Referring now to FIG. 3, probe 10 may further include a suction lumen 20 for aspirating excess fluids, bubbles, tissue fragments, and/or products of ablation from the target site. Suction lumen 20 extends through support member 14 to a distal opening 21, and extends through shaft 13 and handle 22 to an external connector 24 (see FIG. 2) for coupling to a vacuum source. Typically, the vacuum source is a standard hospital pump that provides suction pressure to connector 24 and suction lumen 20. Handle 22 defines an inner cavity 18 that houses electrical connections 26 and provides a suitable interface for electrical connection to power supply/controller 110 via an electrical connecting cable 122 (see FIG. 1).


In certain embodiments, active electrode 12 may comprise an active screen electrode 40. Screen electrode 40 may have a variety of different shapes, such as the shapes shown in FIGS. 4A and 4B. Electrical connectors (e.g., wire conductors) extend from connections 26 through shaft 13 to screen electrode 40 to electrically couple the active screen electrode 40 to the high frequency power supply 110 (see FIG. 1).

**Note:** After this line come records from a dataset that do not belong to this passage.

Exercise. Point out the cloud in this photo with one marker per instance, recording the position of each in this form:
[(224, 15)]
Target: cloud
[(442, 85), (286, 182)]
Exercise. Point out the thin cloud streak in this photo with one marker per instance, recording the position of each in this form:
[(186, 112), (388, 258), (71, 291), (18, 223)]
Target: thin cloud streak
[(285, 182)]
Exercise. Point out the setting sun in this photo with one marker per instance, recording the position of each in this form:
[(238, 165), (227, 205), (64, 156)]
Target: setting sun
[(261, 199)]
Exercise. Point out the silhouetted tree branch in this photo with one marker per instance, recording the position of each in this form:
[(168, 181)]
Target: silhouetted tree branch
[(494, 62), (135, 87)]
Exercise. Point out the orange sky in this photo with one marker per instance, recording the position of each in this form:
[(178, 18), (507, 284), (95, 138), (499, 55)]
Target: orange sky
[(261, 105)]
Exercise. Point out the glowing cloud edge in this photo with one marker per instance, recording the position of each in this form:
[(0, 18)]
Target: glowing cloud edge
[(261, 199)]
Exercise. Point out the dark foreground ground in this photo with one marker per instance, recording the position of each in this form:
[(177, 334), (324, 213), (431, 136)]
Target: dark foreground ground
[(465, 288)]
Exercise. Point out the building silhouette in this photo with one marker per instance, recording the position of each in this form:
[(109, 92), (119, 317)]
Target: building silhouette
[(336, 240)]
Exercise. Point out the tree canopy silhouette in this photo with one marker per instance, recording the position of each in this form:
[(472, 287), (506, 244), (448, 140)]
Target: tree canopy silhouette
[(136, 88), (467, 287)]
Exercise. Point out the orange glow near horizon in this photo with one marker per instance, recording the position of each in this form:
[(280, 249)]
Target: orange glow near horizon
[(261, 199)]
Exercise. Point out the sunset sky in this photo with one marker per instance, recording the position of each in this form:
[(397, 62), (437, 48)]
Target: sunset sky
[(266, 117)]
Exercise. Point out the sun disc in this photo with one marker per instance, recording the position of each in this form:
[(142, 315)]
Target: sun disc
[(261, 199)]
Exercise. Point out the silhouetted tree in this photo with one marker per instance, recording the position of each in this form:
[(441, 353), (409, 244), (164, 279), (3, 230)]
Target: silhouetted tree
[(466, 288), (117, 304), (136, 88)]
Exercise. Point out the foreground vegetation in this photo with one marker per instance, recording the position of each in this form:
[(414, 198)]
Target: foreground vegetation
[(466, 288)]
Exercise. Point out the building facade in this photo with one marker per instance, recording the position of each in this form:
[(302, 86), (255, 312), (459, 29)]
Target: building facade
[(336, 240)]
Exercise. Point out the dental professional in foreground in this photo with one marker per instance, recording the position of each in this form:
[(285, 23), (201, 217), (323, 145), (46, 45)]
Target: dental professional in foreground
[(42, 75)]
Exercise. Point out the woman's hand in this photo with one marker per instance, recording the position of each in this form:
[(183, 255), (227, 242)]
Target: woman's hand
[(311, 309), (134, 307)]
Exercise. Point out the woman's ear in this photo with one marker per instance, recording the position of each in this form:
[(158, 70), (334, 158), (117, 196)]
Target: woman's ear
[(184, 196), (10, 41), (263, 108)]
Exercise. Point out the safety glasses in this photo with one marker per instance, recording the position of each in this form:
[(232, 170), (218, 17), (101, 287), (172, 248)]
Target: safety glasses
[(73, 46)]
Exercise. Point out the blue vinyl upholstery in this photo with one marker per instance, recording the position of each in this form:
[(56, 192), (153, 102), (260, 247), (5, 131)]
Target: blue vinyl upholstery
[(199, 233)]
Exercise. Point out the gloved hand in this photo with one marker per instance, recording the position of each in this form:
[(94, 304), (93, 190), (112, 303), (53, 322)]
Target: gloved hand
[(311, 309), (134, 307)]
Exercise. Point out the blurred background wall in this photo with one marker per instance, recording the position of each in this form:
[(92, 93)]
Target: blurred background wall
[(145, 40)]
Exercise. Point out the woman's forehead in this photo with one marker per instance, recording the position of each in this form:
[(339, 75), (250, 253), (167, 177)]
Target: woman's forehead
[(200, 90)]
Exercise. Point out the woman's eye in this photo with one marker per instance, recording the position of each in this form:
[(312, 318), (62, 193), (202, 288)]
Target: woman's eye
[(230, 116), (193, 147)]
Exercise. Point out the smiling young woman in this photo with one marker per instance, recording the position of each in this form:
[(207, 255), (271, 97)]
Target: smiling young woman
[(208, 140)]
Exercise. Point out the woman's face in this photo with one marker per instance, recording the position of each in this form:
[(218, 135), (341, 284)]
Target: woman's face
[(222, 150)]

Screen electrode 40 may comprise a conductive material, such as tungsten, titanium, molybdenum, platinum, or the like. Screen electrode 40 may have a diameter in the range of about 0.5 to 8 mm, preferably about 1 to 4 mm, and a thickness of about 0.05 to about 2.5 mm, preferably about 0.1 to 1 mm. Screen electrode 40 may comprise a plurality of apertures 42 configured to rest over the distal opening 21 of suction lumen 20. Apertures 42 are designed to allow for the passage of aspirated excess fluids, bubbles, and gases from the ablation site and are typically large enough to allow ablated tissue fragments to pass through into suction lumen 20. As shown, screen electrode 40 has a generally irregular shape which increases the edge to surface-area ratio of the screen electrode 40. A large edge to surface-area ratio increases the ability of screen electrode 40 to initiate and maintain a plasma layer in conductive fluid because the edges generate higher current densities, which a large surface area electrode tends to dissipate power into the conductive media. Additional electrode enhancements are discussed further herein.

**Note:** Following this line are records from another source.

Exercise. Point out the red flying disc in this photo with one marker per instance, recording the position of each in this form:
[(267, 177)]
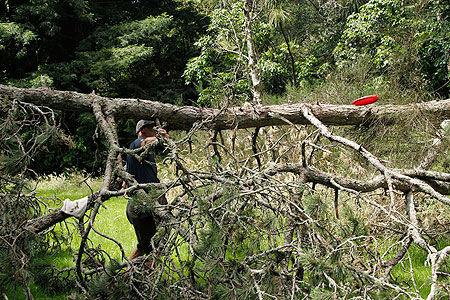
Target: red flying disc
[(365, 100)]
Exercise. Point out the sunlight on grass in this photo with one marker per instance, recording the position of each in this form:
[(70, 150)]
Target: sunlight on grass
[(111, 221)]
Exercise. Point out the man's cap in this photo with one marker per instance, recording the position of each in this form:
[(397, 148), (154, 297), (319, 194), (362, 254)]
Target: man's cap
[(143, 123)]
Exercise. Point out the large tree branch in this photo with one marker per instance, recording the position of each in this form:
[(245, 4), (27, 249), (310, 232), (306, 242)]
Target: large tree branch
[(183, 117)]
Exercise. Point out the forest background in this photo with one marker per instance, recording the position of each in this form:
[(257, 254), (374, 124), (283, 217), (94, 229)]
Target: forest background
[(196, 53), (192, 52)]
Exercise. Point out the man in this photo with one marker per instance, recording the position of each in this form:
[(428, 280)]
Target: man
[(144, 172)]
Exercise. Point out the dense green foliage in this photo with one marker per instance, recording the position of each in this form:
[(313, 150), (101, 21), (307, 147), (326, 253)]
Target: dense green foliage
[(194, 52)]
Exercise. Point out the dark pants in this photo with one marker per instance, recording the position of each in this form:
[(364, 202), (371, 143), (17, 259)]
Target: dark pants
[(144, 225)]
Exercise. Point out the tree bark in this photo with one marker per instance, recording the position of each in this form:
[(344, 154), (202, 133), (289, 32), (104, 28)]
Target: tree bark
[(184, 117)]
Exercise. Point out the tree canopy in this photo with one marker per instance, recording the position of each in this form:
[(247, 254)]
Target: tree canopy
[(278, 188)]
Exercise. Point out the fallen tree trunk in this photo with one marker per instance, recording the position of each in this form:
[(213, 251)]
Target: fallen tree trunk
[(183, 117)]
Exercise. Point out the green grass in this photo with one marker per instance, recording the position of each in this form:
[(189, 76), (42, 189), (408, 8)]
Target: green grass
[(111, 221)]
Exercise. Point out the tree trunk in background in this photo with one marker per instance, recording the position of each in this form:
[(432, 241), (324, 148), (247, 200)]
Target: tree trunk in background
[(184, 117), (252, 60)]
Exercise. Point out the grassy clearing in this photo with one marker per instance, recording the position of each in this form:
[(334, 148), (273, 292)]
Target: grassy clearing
[(111, 221)]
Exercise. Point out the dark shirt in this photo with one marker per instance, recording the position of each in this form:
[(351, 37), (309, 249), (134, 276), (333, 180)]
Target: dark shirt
[(142, 172)]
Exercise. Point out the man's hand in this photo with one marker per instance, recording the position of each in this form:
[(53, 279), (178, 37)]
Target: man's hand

In the embodiment shown in FIGS. 4A and 4B, screen electrode 40 includes a body 44 that rests over insulative support member 14 and the distal opening 21 to suction lumen 20. Screen electrode 40 is shown having at least five tabs 46 that may rest on, be secured to, and/or be embedded in insulative support member 14. In certain embodiments, electrical connectors extend through insulative support member 14 and are coupled (i.e., via adhesive, braze, weld, or the like) to one or more of tabs 46 in order to secure screen electrode 40 to the insulative support member 14 and to electrically couple screen electrode 40 to power supply 110 (see FIG. 1). Preferably, screen electrode 40 forms a substantially planar tissue treatment surface for smooth resection, ablation, and sculpting of the meniscus, cartilage, and other soft tissues. In reshaping cartilage and meniscus, the physician often desires to smooth the irregular, ragged surface of the tissue, leaving behind a substantially smooth surface. For these applications, a macroscopically or substantially planar screen electrode treatment surface is preferred.

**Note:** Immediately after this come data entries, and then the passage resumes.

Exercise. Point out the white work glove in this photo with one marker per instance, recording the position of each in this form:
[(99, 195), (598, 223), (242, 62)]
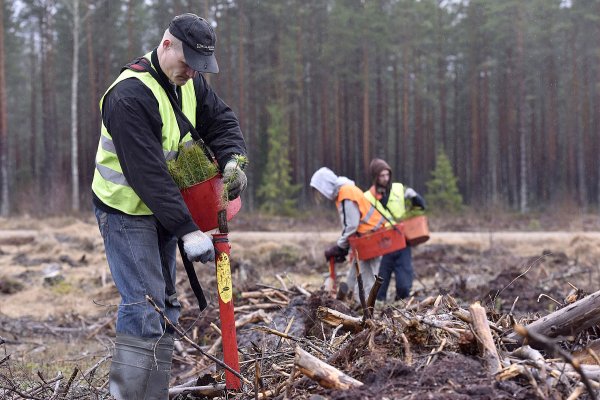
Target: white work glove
[(198, 247), (235, 178)]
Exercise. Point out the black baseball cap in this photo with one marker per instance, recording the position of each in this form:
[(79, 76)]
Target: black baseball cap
[(198, 39)]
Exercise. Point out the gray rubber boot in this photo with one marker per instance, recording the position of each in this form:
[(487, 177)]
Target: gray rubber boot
[(141, 368)]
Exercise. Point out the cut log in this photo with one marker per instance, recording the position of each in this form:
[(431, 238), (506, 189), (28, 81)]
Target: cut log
[(484, 336), (589, 355), (210, 390), (335, 318), (323, 373), (572, 319)]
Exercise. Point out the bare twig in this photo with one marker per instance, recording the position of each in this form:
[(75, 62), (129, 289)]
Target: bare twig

In one embodiment of the invention, electrodes are enhanced by modifying the work function of the electrode surface (by work function, it is meant how much energy is required to liberate an electron from the electrode). Example features and aspects to enhance electrical discharge characteristics and subsequent plasma activity of the electrodes include one or a combination of the following: 1) low-work function materials coated on the active electrodes; 2) micro or nano-structured surfaces to improve electric field emission of the active electrodes, and 3) high work function coatings on return electrodes to suppress electrical discharge activity and plasma production on those surfaces.


Without intending to be bound by theory, it is thought that the emission of electrons from both active and return electrodes is responsible for current to flow in the circuit of an electrosurgical apparatus. Since the electrodes are always rather relatively cool, the electron emission from either electrode into a surrounding vapor layer, which has an enhanced electric field therein, is believed to be due to a cold emission process, as opposed to a thermionic process. Electron emission in such situations is frequently described as a field emission process, since the electrons are pulled out of the metal electrodes by the external electric field. The electric field strength in a field emission process is very large (>1 MV/m). Field strengths of this magnitude or greater facilitate electron emission by tunneling processes, generally referred to in the literature as Fowler-Nordheim emission and may be tremendously affected by work function as shown in FIG. 5 discussed below.



FIG. 5 is a Fowler-Nordheim graph of emission current density versus work function for various electric field curves, namely, curve 1 (5×106 V/m) or curve 2 (107 V/m). A number of compounds are shown along the work function axis. As can be observed from FIG. 5, modifying the work function of the electrode from, e.g., clean Pt to Sprayed Barium Oxide results in a tremendous increase in emission current density and consequently, performance of the corresponding electrosurgical device.


Additionally, in the case of tungsten (chemical symbol W of FIG. 5), many orders of magnitude improvement of the electron emission can be achieved by coating or otherwise providing the electrode with other compounds such as cerium oxide (CeO2) or other compounds such as barium oxide to lower the electrode work function. The present invention includes application of various compounds to the surface of the metal electrode, or otherwise incorporates compounds into the metal electrode (e.g., by doping or another alloying process) to significantly alter its work function.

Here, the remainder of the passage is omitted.